Of the many tag lines I’ve seen as part of people’s electronic signatures, the most apt for this post is this one:
“I used to care about stuff. Now I have a pill for that.”
Sergeant Christopher LeJeune was anxious and depressed after long duty on Baghdad’s dangerous streets. He often had to collect enemy dead from houses he had attacked. Sometimes there were tiny shoes and toys scattered around. The whole package was starting to get to him. So the Army took care of his problem:
While the headline-grabbing weapons in this war have been high-tech wonders, like unmanned drones that drop Hellfire missiles on the enemy below, troops like LeJeune are going into battle with a different kind of weapon, one so stealthy that few Americans even know of its deployment. For the first time in history, a sizable and growing number of U.S. combat troops are taking daily doses of antidepressants to calm nerves strained by repeated and lengthy tours in Iraq and Afghanistan. The medicines are intended not only to help troops keep their cool but also to enable the already strapped Army to preserve its most precious resource: soldiers on the front lines. Data contained in the Army’s fifth Mental Health Advisory Team report indicate that, according to an anonymous survey of U.S. troops taken last fall, about 12% of combat troops in Iraq and 17% of those in Afghanistan are taking prescription antidepressants or sleeping pills to help them cope. Escalating violence in Afghanistan and the more isolated mission have driven troops to rely more on medication there than in Iraq, military officials say. (Mark Thompson, Time Magazine)
Use of SSRI antidepressants has been linked to suicidal behavior. The FDA requires a black box warning to that effect on this medication. Suicide rates among Iraq and Afghanistan soldiers and veterans are at record levels and there is increasing talk outside the military that the profligate use of antidepressants is a factor. But the military is deaf to this concern because it is using these pills to solve a practical problem. They don’t have enough personnel. It is a problem they created. So they literally ask the wounded to soldier on. But people treated with SSRIs need to be followed carefully and medication adjusted or new ones tried if there are signs of adverse effects. This doesn’t happen on the battlefield. These pills are just bandaids for serious wounds.

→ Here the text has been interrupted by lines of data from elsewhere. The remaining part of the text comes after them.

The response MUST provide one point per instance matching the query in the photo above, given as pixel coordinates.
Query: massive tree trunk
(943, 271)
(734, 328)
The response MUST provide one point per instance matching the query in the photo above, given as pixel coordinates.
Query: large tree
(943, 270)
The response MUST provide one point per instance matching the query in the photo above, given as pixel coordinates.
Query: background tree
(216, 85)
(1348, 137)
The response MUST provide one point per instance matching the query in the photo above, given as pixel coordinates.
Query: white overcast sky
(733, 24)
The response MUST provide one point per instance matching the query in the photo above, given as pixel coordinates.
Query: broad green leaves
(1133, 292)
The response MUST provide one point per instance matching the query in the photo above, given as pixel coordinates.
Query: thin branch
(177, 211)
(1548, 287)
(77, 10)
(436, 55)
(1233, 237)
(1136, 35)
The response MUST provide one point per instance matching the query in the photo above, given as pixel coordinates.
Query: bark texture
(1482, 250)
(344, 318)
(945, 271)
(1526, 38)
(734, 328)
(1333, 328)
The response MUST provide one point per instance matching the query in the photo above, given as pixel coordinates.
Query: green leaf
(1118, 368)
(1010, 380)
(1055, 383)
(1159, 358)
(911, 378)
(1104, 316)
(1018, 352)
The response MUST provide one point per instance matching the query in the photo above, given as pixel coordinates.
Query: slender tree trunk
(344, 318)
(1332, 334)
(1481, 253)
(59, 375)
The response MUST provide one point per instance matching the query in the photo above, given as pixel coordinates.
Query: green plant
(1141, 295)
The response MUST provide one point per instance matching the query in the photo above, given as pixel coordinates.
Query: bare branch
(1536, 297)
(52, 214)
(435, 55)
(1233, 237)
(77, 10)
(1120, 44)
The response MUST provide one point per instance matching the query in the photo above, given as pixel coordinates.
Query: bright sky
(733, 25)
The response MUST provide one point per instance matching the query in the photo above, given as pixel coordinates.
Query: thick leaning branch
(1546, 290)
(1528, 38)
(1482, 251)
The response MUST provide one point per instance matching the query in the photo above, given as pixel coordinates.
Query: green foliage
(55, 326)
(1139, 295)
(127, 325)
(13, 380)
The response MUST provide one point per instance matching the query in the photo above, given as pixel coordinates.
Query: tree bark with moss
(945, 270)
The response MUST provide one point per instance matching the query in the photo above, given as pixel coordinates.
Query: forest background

I know the propaganda that would be churned out if we determined our adversaries were drugging their fighters. Apparently it’s OK if we do it. More importantly, our citizens are being wounded and we are sending them back without healing them. We are giving them the mental health equivalent of painkillers so they can continue to fight. Doctors who do this are a disgrace and the Army medical corps worse than a disgrace. This is not only malpractice but the unethical practice of medicine. They should have their stateside medical licenses revoked.
The fact that it won’t happen doesn’t mean it shouldn’t.